17 de abril de 2006
O xadrez iraniano
por Ana Gomes (publicado no COURRIER INTERNACIONAL em 7.4.06)
No princípio da semana passada participei numa conferência invulgar organizada em Berlim pelo Frankfurt Peace Research Institute, um think-tank alemão. Houve intervenções de Zbigniew Brzezinki, antigo conselheiro para questões de segurança do presidente Jimmy Carter e um dos arquitectos dos acordos de paz de Camp David, Anthony Cordesman e outros investigadores do CSIS, de Joschka Fischer, antigo MNE alemão, de Manouchehr Mohammadi, vice-MNE iraniano e de Ali Soltanieh, Representante Permanente do Irão na AIEA. Os vários painéis incluíam académicos e investigadores dos EUA, de Israel e da Alemanha, sendo fascinante vê-los a trocar impressões com os representantes iranianos num ambiente informal.

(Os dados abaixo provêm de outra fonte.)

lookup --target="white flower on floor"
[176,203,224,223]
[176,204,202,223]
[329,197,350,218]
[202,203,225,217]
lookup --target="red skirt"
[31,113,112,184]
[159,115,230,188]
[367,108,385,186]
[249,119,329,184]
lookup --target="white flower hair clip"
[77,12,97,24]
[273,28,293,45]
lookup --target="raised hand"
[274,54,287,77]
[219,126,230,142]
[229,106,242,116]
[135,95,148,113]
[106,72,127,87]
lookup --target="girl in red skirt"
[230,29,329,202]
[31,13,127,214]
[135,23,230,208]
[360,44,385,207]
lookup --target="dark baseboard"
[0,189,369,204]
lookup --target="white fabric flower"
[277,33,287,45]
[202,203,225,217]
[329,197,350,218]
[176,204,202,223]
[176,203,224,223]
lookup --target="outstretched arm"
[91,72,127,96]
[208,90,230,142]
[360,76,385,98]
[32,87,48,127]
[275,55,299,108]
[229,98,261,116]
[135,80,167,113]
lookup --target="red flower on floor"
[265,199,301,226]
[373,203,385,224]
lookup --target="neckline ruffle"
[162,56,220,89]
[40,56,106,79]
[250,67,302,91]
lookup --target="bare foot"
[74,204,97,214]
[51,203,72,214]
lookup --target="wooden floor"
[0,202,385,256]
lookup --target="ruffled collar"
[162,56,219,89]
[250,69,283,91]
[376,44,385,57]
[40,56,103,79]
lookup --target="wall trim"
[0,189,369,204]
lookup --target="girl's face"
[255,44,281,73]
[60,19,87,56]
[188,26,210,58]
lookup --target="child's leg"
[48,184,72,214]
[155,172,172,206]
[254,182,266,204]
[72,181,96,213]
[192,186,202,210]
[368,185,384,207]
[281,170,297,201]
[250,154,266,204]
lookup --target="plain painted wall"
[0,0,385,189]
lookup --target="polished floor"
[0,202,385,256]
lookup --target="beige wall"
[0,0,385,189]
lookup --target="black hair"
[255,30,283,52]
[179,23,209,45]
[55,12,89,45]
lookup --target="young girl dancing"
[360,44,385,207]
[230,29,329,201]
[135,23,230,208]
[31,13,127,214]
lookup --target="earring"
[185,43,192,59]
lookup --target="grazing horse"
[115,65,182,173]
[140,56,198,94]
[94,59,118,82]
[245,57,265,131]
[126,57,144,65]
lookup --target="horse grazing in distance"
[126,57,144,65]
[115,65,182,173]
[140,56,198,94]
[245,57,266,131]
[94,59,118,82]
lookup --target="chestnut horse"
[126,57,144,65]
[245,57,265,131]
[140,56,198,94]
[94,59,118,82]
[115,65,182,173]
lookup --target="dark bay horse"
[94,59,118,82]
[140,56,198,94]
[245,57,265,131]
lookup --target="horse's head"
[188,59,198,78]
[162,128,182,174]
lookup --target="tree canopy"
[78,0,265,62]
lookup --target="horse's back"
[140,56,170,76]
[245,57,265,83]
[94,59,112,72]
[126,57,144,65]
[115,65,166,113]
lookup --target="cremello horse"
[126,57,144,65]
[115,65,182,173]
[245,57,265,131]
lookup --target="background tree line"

Ficaram-me três ideias principais das discussões a que assisti:
Primeiro - todos concordaram com a necessidade de os EUA se envolverem mais directamente nas negociações com o Irão. A decisão de ambos os países começarem a consultar-se sobre o pântano iraquiano, embora tenha tardado, é significativa e bem vinda. Mais cedo ou mais tarde o diálogo terá que ser alargado a outros assuntos, tais como as legítimas preocupações de segurança do Irão (rodeado que está de potências nucleares e tropas americanas), o papel do país na região e, claro, o programa nuclear de Teerão. O veterano Brzezinski sublinhou que o argumento de não se querer legitimar o regime de Teerão negociando com ele não é válido, já que o regime abominável da Coreia do Norte não está a ser legitimado pelas negociações 'a seis' sobre o seu programa nuclear, mais avançado. Questionou ainda a utilidade da retórica pueril e maniqueísta tipo 'eixo do mal', se o objectivo é resolver problemas, tais como a proliferação. Sublinhando o potencial democrático da sociedade iraniana, notou como, em contraste, a ameaça de agressão externa só contribuiria para reforçar o actual regime. Neste contexto, Brzezinski admitiu o impacte, ainda hoje traumatizante para a sociedade iraniana, da deposição em 1953 - telecomandada de Washington à la Chile - do governo Mossadegh, democraticamente eleito.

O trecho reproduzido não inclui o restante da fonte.